My Town (Part 1)

If you had asked Todd, when he was first wrestling with his desires, which possibility he thought was worse–being gay, or having everyone think you were gay–he would have said the latter. Being gay was only secondary to the fact that, in the mind of the small town where he grew up, he checked all of the gay boxes. Short and lithe, high voice with a slight lisp, pale skin and thick lips–he was a faggot to the world regardless of who he wanted to fuck. For better or worse, he happened to like dick on top of that. His father essentially disowned him, his older brother, Kyle, and his friends tormented him at school, and shortly after his sixteenth birthday, he’d stolen 200 dollars from his father’s wallet and run away to the closest city, imagining it had to be better than this dump. No one cared that he had gone, and no one cared to know what had happened to him. What mattered most, was that he wasn’t there anymore–the town had done its job, and had preserved itself. Within the year, he was forgotten by most, and the few who did remember him–particularly his father and brother–saw no reason to ever discuss him again. As far as they were concerned, he might as well be dead, and so they carried on.   

It was eight years later, on a sunny Saturday morning in late April, that a greyhound pulled into the depot off main street one morning, and one person got off, carrying no baggage, just the clothes on his back. No one recognized Todd. The gangly young boy had grown taller, but stayed thin, the hair he’d always kept long was shaved close to his scalp, he had blond scruff on his chin and cheeks. To this day, no one in town knows where Todd had lived or what he had done to survive for those years he was away. They did know why he came back, in the end. Todd had a few scores to settle, both with his family and the town that had failed him, and he’d decided it was time to collect.

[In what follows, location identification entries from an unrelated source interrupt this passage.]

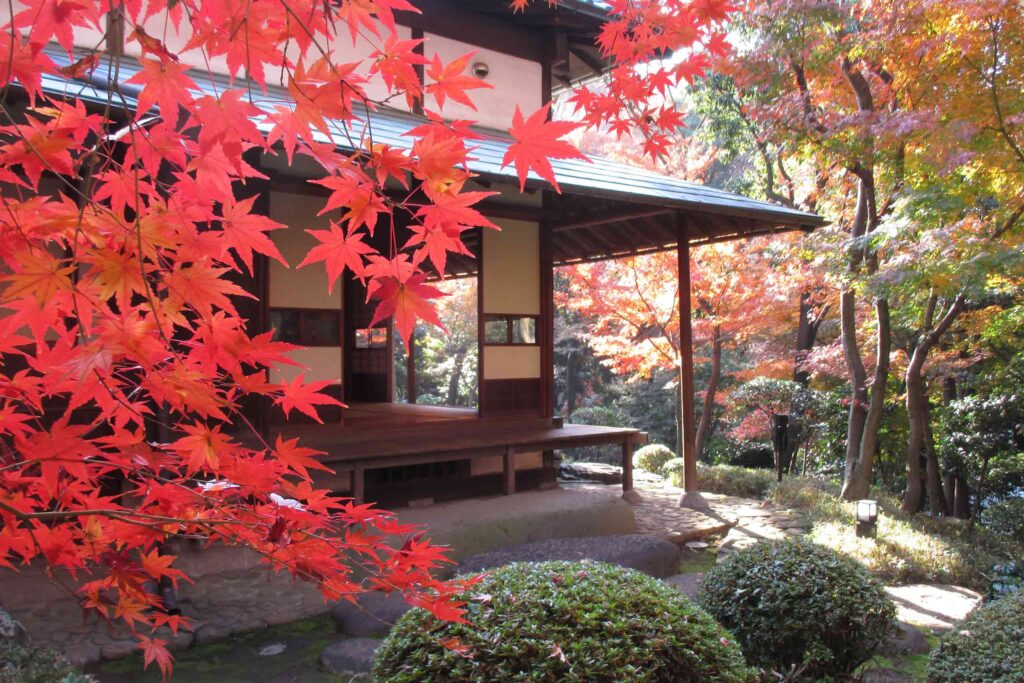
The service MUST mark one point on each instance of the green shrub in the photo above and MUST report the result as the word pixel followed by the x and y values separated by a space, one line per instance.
pixel 564 622
pixel 983 648
pixel 908 548
pixel 729 480
pixel 652 458
pixel 798 607
pixel 674 470
pixel 25 664
pixel 1006 518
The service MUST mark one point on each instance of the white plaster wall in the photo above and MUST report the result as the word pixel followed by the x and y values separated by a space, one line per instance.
pixel 511 363
pixel 512 268
pixel 321 364
pixel 294 287
pixel 515 81
pixel 302 288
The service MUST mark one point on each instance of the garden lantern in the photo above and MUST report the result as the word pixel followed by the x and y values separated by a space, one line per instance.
pixel 867 516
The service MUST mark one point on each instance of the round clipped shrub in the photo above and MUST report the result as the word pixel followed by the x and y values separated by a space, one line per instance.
pixel 983 648
pixel 797 607
pixel 20 663
pixel 652 458
pixel 1006 518
pixel 564 622
pixel 674 468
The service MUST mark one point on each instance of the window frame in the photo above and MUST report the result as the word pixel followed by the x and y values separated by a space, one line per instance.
pixel 303 335
pixel 509 319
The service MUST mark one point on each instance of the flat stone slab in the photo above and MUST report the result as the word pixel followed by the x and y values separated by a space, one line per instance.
pixel 591 472
pixel 652 556
pixel 933 606
pixel 909 640
pixel 352 655
pixel 374 615
pixel 687 584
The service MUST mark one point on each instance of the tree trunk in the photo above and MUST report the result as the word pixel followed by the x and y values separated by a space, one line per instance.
pixel 708 410
pixel 914 492
pixel 936 492
pixel 460 359
pixel 918 413
pixel 962 499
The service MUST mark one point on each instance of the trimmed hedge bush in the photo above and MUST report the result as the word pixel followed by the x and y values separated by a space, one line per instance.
pixel 652 458
pixel 728 480
pixel 798 606
pixel 1006 518
pixel 983 648
pixel 564 622
pixel 25 664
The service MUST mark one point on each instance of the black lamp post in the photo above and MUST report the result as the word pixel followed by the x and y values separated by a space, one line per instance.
pixel 867 517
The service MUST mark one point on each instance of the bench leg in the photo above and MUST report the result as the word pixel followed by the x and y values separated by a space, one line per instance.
pixel 629 495
pixel 508 471
pixel 358 484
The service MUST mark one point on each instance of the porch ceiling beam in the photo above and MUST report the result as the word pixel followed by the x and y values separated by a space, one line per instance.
pixel 605 219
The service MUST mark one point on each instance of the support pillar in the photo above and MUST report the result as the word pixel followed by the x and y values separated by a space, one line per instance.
pixel 691 493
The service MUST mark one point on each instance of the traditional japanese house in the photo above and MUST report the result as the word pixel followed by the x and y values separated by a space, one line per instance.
pixel 394 452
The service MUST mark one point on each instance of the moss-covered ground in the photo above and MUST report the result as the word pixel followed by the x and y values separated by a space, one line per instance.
pixel 237 659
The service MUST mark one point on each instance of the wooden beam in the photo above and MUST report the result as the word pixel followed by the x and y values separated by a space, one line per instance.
pixel 691 495
pixel 605 220
pixel 508 471
pixel 457 23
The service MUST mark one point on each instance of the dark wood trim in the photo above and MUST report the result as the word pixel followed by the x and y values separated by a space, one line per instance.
pixel 546 324
pixel 302 341
pixel 686 361
pixel 480 410
pixel 508 471
pixel 417 34
pixel 615 218
pixel 456 23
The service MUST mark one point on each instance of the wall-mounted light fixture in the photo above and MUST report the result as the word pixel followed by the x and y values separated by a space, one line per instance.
pixel 480 70
pixel 867 517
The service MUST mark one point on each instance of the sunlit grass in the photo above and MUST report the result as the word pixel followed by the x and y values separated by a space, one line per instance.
pixel 907 548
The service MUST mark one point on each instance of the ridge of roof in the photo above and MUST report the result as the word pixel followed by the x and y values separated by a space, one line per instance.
pixel 598 176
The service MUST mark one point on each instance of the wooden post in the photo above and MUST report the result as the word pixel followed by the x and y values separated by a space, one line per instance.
pixel 358 484
pixel 411 369
pixel 508 471
pixel 691 493
pixel 629 495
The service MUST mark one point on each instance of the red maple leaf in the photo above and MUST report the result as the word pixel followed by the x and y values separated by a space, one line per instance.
pixel 407 300
pixel 304 397
pixel 537 140
pixel 338 251
pixel 450 81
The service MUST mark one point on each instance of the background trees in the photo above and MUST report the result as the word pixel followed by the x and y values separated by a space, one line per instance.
pixel 124 232
pixel 901 123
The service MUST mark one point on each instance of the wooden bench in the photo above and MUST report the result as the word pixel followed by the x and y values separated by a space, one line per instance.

He cracked the knuckles of both hands, the leather gloves he was wearing flexing as he did, reached into a pocket and pulled out a cigar. As he walked down the street he lit it, smoking it slowly as he walked down the familiar road, seeing which shops had closed, and which were still there. Like many towns, the years had hollowed it out–all of the young blood which could leave, had–just like Todd–though most had gone to college and simply never returned. Those who remained were invested in this place, in an imagined purity of it. It was a place Todd would have never been allowed to survive, but it could change. It would change. He would change it.

No one recognized him, and he no longer looked to be out of place, beyond his status as a stranger in a closeknit community. People passing him by assumed he was one of many young men who tended to arrive during the Spring and Summer for seasonal work up in the nearby mountains, either planting trees, or cutting them down. He cut down a sidestreet, headed for his father’s house. He’d placed a call there the week before, while he was planning his return, just to make sure they hadn’t moved, and of course they hadn’t. His father wasn’t going to be pried from his house until he was dead–it wasn’t a slight, that was something he had said on any number of occasions. He loved his house and he loved this town, and everyone knew him by name–Mr. Edwin Lobart–it was a shame, to Todd, that he’d never loved his family the same way.

He gave a rough knock on the front door, but as he’d expected no one was home. His brother had gotten married a few years back to some woman he’d known in high school–Todd hadn’t been invited, of course, but he’d observed it from afar on facebook. His father was rarely home on Saturdays–he was at the farmer’s market, manning the city table as a councilman, shaking hands and exchanging pleasantries, his eye on the mayoral race this coming fall. He’d likely be home in early afternoon, but Todd could wait. It would give him a moment to take a look around.

Little had changed since he’d left. In fact, he was surprised by just how little had changed. He felt like an entirely different person, and simply being in this space was like a haunting of some past he’d outgrown long before. Everything was smaller than he remembered, when the whole world had seemed to loom over him. Upstairs, his room was storage now–his old things and other detritus stored away in boxes, the furniture long since sold off at garage sales. He ran his gloved hands over the dusty surface, and then wiped them off on the curtain before leaving the room. He found a bowl in the kitchen to use as an ashtray, and knocked off a sizable cinder. Back in the den, he grabbed hold of his father’s recliner–still the same old sunken La-Z-Boy after all of these years–and spun it around, away from the TV and towards the front door. He pulled a side table with the bowl beside him, and kept smoking, one leg over the other, booted foot swinging, relaxing and waiting for the sound of a key in the door, which would announce his father’s return home.

It was an hour and a half later, with Todd halfway through his second cigar, bored and groping himself, that he heard the click. He leaned back, one gloved hand still on his crotch, feeling how excited his hands had become–or his gloves, really. The material had tightened against his hands, and was shivering slightly. They could feel their Master’s excitement as well. The door opened and Edwin stepped inside, closed the door behind him, and then noticed the furniture had been rearranged, and a relative stranger was sitting in his chair, smoking a cigar.